A sudden outage hits, and your operations team is scrambling. Models running in Vertex AI freeze mid-inference while critical workloads stall. The data’s safe somewhere, you think, but recovery time feels like forever. That’s the gap Vertex AI Zerto is designed to close.
Google Cloud’s Vertex AI brings managed machine learning pipelines, training, and deployment under one roof. Zerto, known for disaster recovery and continuous data protection, keeps replicated workloads ready to recover in seconds. When combined, you get AI-driven services with a built-in safety net that can roll back workloads without grinding innovation to a halt.

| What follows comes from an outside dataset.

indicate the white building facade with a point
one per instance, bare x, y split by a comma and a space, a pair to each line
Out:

In practice, integrating Vertex AI Zerto means connecting the ML lifecycle to data-resilient infrastructure. Zerto’s continuous replication runs behind the scenes while Vertex AI handles your model orchestration and endpoints. Snapshots happen automatically, and failover can take place to another region if a primary environment chokes. Your data scientists keep training models, while operations teams sleep better knowing every artifact can recover close to real time.
How do you connect Vertex AI and Zerto? Begin by granting Vertex AI workloads suitable service account permissions under your Google Cloud IAM setup. Zerto sits at the storage and replication layer, maintaining journaled data streams. Once the Zerto virtual manager is mapped to your GCP instance, you can link vertex-managed artifacts—datasets, model containers, even intermediate logs—to replication groups. No re-architecting is needed; Zerto tracks deltas and handles recovery points automatically.
A well-tuned setup includes strong RBAC mapping, frequent secret rotation, and automated verification checks. Policy governance tools like Okta or OIDC-backed identity providers can add another layer of accountability by tying recovery workflows to individual operator identities.